Comment le changement climatique affecte-t-il le travail et la santé des éleveurs ?

En Bourgogne-Franche-Comté, les sécheresses répétées transforment le quotidien des éleveuses et éleveurs de bovins. Une équipe de recherche a étudié leurs effets sur le travail, la santé et les perspectives professionnelles, en croisant les regards de plusieurs disciplines et les expériences de 40 éleveurs et éleveuses, complétées par une enquête auprès de 350 professionnels

Publié le 10 septembre 2026

© Xavier Remongin/agriculture.gouv.fr

Des sécheresses qui bousculent un métier déjà sous tension

Avec +2°C aujourd'hui en Bourgogne Franche-Comté, +4°C annoncés en 2100, l’agriculture et les agriculteurs sont aux avant-postes du changement climatique et confrontés à des épisodes de sécheresse, encore très variables.  En agriculture, ces bouleversements sont le plus souvent énoncés en termes de pertes de rendements et de productivité avec toutes leurs conséquences économiques. Mais qu'en est-il de leur impact sur le travail, et sur la santé de ceux qui le réalisent ? 
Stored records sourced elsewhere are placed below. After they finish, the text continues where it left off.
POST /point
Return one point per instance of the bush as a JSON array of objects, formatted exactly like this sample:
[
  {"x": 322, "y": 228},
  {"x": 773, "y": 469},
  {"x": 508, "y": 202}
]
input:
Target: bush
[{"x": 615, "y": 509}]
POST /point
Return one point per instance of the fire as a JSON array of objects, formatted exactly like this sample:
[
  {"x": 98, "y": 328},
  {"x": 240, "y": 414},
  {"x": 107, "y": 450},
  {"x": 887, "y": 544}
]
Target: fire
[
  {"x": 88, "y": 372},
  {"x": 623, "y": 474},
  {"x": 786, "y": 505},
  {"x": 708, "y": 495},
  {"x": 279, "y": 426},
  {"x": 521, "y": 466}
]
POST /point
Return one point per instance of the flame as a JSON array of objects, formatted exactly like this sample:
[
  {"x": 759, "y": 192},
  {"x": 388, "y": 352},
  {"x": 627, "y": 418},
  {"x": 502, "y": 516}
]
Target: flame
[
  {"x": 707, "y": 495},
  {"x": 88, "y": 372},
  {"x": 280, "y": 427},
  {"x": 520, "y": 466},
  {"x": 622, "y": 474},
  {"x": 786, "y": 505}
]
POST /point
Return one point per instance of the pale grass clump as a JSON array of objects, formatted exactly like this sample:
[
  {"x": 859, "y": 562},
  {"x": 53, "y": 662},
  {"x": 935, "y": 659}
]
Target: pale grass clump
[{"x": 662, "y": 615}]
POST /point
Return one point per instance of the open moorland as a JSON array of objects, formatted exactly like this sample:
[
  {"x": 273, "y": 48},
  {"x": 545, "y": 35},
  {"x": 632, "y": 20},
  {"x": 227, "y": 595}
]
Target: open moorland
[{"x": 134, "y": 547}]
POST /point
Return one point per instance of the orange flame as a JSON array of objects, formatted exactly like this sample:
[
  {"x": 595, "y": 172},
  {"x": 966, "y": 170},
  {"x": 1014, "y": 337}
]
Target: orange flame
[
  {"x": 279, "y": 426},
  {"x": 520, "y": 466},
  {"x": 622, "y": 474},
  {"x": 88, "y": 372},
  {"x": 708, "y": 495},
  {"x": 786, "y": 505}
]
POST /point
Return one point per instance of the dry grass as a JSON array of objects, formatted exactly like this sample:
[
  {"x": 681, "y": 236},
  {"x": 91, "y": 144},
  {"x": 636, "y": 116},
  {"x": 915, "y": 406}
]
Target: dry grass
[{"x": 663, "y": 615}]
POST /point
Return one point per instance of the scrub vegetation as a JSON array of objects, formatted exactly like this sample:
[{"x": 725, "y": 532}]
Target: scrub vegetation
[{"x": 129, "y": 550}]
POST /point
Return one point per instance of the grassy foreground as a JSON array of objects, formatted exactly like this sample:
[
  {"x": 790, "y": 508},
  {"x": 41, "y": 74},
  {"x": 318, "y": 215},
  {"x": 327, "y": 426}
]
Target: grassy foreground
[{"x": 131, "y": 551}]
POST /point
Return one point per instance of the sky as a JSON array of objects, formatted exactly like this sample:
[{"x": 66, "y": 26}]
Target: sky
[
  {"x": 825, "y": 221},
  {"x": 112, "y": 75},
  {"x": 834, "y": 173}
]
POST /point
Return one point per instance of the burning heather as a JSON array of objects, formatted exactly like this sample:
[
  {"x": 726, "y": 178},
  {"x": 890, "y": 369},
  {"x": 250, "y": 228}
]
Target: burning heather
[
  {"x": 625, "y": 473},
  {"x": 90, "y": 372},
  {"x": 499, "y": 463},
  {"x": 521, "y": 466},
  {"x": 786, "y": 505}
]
En 2021, une étude conduite en Saône-et-Loire sur les effets de sécheresses consécutives avait déjà donné l'alerte : conditions de travail dégradées, charge physique et mentale augmentées, pertes financières, et parfois des renoncements allant jusqu'à la réduction du troupeau, voire au projet de cessation de l'activité. Comment les éleveuses et éleveurs de bovins vivent-ils, concrètement, l'accumulation de ces épisodes secs ? Quel est l'impact sur leur santé, et notamment leur santé mentale ? C'est pour répondre à ces questions qu'est né le projet TRAVERSER, dans une région où, comme ailleurs, le nombre d'éleveurs diminue, tandis que les exploitations et les cheptels s'agrandissent.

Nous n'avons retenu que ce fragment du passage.